In simple terms, "going green" means reducing the amount of energy and natural resources being consumed. In the real estate industry, the largest expenditure of energy and natural resources is office buildings. According to the U.S. Green Building Council, each day in the United States office buildings account for 42% of total energy consumption, 65% of electricity consumption, 40% of greenhouse gas emissions, 30% of both raw materials waste and landfill waste and 12% of potable water consumption. "The energy you use to light the space that you're in, the computer itself, the heating and cooling systems, all those systems are running," says Bob Rose of the U.S. Environmental Protection Agency."
The Environmental Protection Agency estimates that if each building owner took on the challenge to become green, by 2015, Americans would reduce the greenhouse gas emissions by amounts equal to the emissions from 15 million vehicles, while saving $10 billion. These undeniable facts and statistics jumped off the pages and inspired change through action. Some of the largest names in Long Island real estate have taken huge leaps in an effort to be more "green." From developers to landlords, Long Island has put itself on the map when it comes to "going green."

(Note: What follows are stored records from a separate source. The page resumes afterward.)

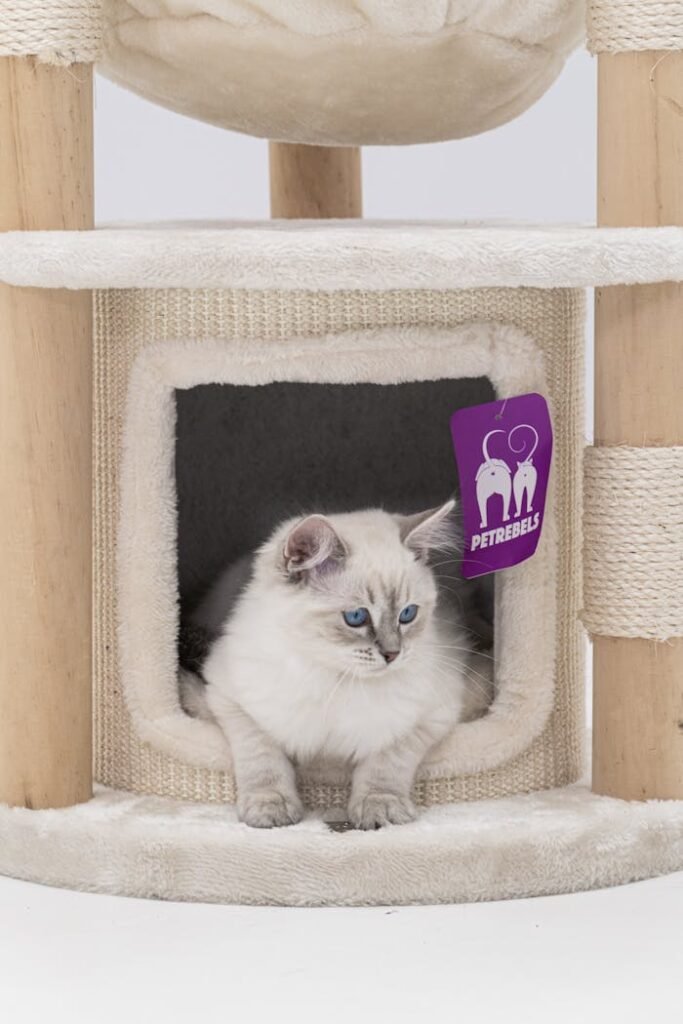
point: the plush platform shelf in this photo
(559, 841)
(340, 255)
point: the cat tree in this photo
(160, 292)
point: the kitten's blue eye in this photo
(408, 614)
(358, 616)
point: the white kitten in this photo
(335, 648)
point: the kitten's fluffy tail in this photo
(191, 689)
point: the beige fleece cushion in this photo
(342, 72)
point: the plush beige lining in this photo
(555, 842)
(158, 325)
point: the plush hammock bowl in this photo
(376, 73)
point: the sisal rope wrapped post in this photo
(45, 412)
(638, 680)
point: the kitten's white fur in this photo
(288, 680)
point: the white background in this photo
(615, 955)
(153, 165)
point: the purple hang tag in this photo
(504, 451)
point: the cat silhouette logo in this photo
(504, 479)
(494, 477)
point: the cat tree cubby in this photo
(143, 331)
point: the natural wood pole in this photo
(638, 684)
(311, 181)
(45, 449)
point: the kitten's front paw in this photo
(269, 809)
(378, 809)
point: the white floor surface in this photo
(614, 955)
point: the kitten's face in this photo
(363, 594)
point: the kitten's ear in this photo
(427, 530)
(312, 544)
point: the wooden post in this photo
(638, 684)
(45, 445)
(311, 181)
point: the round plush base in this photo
(555, 842)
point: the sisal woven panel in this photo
(127, 321)
(633, 527)
(59, 32)
(624, 26)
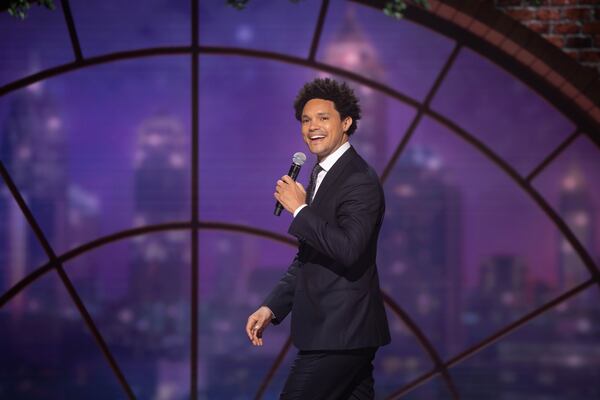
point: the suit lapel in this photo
(332, 176)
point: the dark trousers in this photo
(331, 375)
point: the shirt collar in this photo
(331, 159)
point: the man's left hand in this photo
(290, 193)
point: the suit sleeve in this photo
(357, 216)
(281, 297)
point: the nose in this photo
(312, 125)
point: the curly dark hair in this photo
(343, 97)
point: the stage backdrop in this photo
(476, 236)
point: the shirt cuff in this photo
(299, 209)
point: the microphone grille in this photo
(299, 158)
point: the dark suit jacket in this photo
(332, 286)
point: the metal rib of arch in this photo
(195, 51)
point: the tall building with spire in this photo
(33, 150)
(351, 50)
(577, 209)
(419, 250)
(160, 262)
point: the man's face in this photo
(322, 127)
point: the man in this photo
(332, 286)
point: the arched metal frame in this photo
(463, 39)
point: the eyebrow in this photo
(318, 114)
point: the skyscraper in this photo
(577, 210)
(33, 150)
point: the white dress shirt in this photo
(326, 165)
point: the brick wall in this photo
(572, 25)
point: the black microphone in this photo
(297, 162)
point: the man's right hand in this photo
(257, 323)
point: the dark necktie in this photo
(313, 183)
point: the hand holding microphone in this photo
(288, 193)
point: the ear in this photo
(346, 123)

In 2003, Russell Albanese of the Albanese Organization together with Castagna Realty, the owner of Americana Manhasset shopping center, ventured to modernize an existing office building into the first green office building on Long Island. 1001 Franklin Ave. in Garden City set the standard for green buildings and revolutionized the future of Long Island's commercial structures. The building features recycled and natural materials including stone floors and recycled furniture fabric. Rainwater is collected and stored in a 5,000 gallon tank in the basement supplying water to irrigate the landscaping of the building. A state-of-the-art HVAC system reduces power use and features a high-quality filtration system designed to catch dust, pollen and impurities. The paints and adhesives used throughout the building are also environmentally responsible. Even the cleaners used to keep up the building are ammonia free and peroxide-based instead of chlorine
reducing the amount of pollutants being emitted into the air. Every detail of 1001 Franklin Ave. is carefully designed to minimize the building's environmental impact.
Since 2003, many of Long Island's landlords have been making similar upgrades and changes to their buildings' structure and function.

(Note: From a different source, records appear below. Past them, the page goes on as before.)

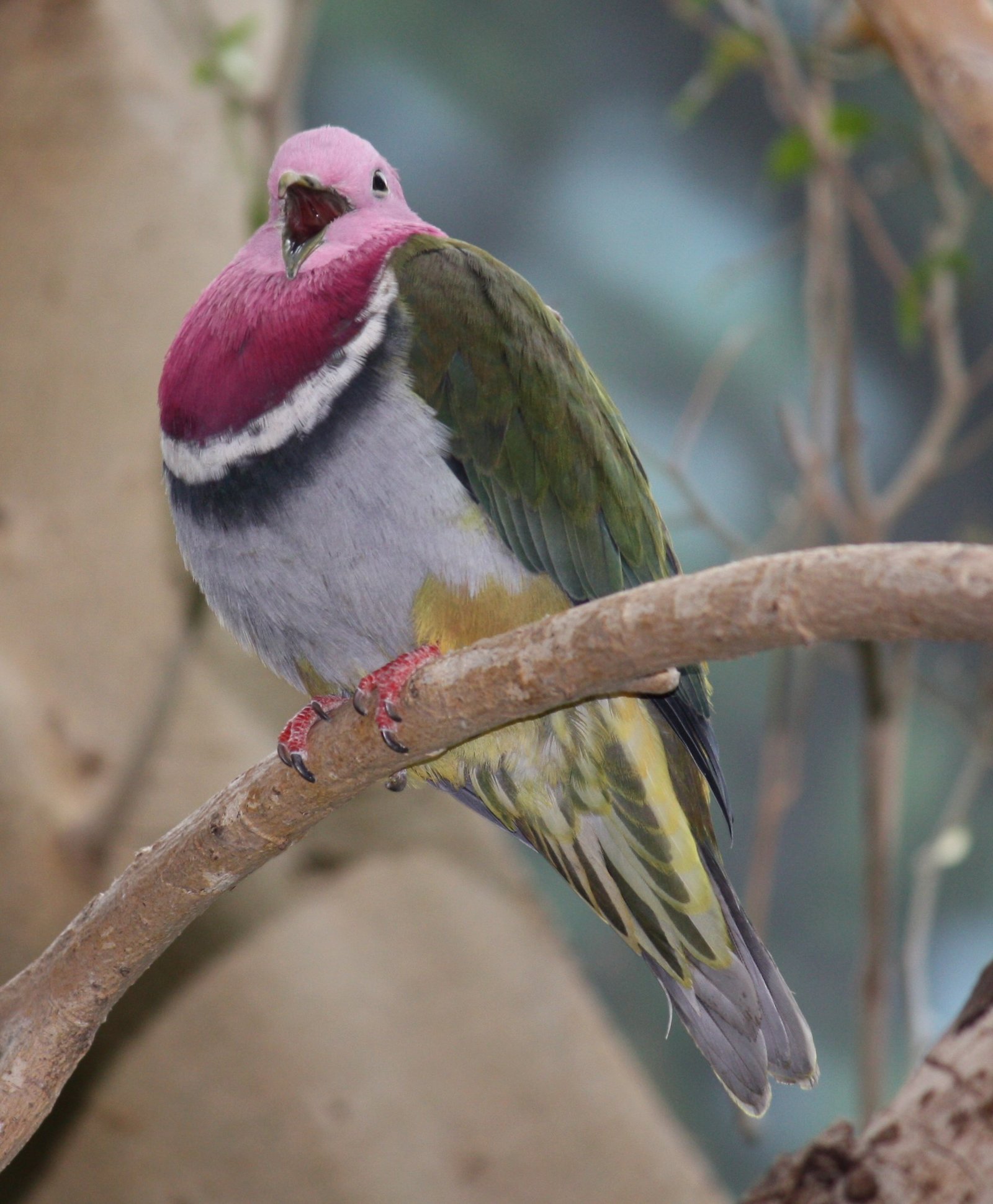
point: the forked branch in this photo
(51, 1012)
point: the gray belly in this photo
(329, 576)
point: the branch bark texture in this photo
(933, 1144)
(51, 1012)
(945, 48)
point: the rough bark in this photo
(51, 1012)
(932, 1145)
(394, 1038)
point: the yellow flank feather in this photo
(453, 617)
(590, 788)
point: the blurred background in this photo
(571, 140)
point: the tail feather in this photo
(743, 1018)
(790, 1045)
(730, 1038)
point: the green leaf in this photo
(790, 157)
(851, 124)
(731, 52)
(910, 312)
(913, 294)
(236, 34)
(228, 60)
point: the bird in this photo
(380, 444)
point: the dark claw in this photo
(393, 742)
(300, 765)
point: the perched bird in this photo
(382, 444)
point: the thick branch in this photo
(932, 1145)
(945, 48)
(51, 1012)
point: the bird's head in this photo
(330, 191)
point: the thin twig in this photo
(887, 682)
(955, 388)
(704, 394)
(52, 1010)
(780, 773)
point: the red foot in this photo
(293, 740)
(388, 685)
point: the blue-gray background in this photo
(544, 133)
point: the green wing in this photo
(541, 444)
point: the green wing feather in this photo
(544, 451)
(542, 448)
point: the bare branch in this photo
(780, 773)
(51, 1012)
(886, 688)
(930, 1146)
(944, 47)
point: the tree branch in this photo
(51, 1012)
(932, 1144)
(945, 47)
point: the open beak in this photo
(308, 209)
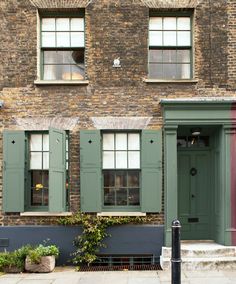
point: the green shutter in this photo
(57, 170)
(151, 168)
(90, 170)
(13, 171)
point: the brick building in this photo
(95, 93)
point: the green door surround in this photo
(199, 112)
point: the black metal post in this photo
(176, 253)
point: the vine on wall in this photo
(94, 232)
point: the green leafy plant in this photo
(94, 232)
(37, 252)
(15, 259)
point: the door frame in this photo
(220, 112)
(206, 150)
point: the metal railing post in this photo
(176, 253)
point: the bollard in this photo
(175, 253)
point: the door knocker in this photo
(193, 171)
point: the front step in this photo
(201, 256)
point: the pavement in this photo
(70, 276)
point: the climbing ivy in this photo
(94, 232)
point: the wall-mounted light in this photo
(116, 62)
(196, 131)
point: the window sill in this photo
(61, 82)
(190, 81)
(103, 214)
(48, 214)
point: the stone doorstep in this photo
(202, 253)
(214, 263)
(201, 256)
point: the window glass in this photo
(108, 142)
(169, 38)
(121, 151)
(48, 24)
(170, 48)
(77, 24)
(155, 23)
(108, 160)
(169, 23)
(121, 141)
(62, 24)
(121, 160)
(183, 23)
(48, 39)
(36, 142)
(133, 141)
(35, 161)
(134, 160)
(77, 39)
(65, 38)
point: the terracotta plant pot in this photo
(47, 264)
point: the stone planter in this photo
(47, 264)
(12, 269)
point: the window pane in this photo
(109, 179)
(36, 178)
(48, 39)
(77, 56)
(133, 141)
(183, 56)
(169, 56)
(133, 196)
(155, 71)
(48, 24)
(183, 71)
(169, 71)
(36, 142)
(109, 196)
(134, 160)
(58, 57)
(35, 161)
(183, 23)
(63, 24)
(155, 38)
(155, 23)
(155, 55)
(45, 142)
(121, 160)
(133, 179)
(169, 38)
(57, 72)
(169, 23)
(46, 161)
(121, 196)
(108, 160)
(77, 39)
(77, 24)
(184, 38)
(77, 72)
(108, 141)
(63, 39)
(121, 179)
(121, 141)
(49, 72)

Long Island realizes that it is equally as important to build a green building as it is to operate it responsibly. Strict recycling programs have been implemented in buildings such as 600 Old Country Rd., owned by Vincent and Michael Polimeni. In addition to the new recycling program, new burners have also been installed to alleviate energy use. Improvements to existing structures are the key to ensuring an
environmentally conscious Long Island.
Aside from implementing changes to existing structures and building new office buildings from scratch, Long Island has been flooded with new ideas on how to solve the dilemma of environmental sustainability. Vincent Polimeni has proposed building a tunnel to connect Syosset on Long Island's north shore and Rye in Westchester County. The proposed project will save an estimated 24 million gallons of gas per year and reduce air pollution by 16.7% throughout the entire North Eastern region. Donald Trump has proposed building a green restaurant to replace the recently demolished Boardwalk Restaurant in Jones Beach.
With thousands of commercial properties on Long Island, the opportunities to build green are limitless. Revolutionary thinkers and ideas are the key to promoting a healthy and sustainable environment. Long Island's future depends on innovative thinkers. Judging by the recent surge of environmental initiatives, commercial real estate on Long Island is sure to flourish in a responsible way.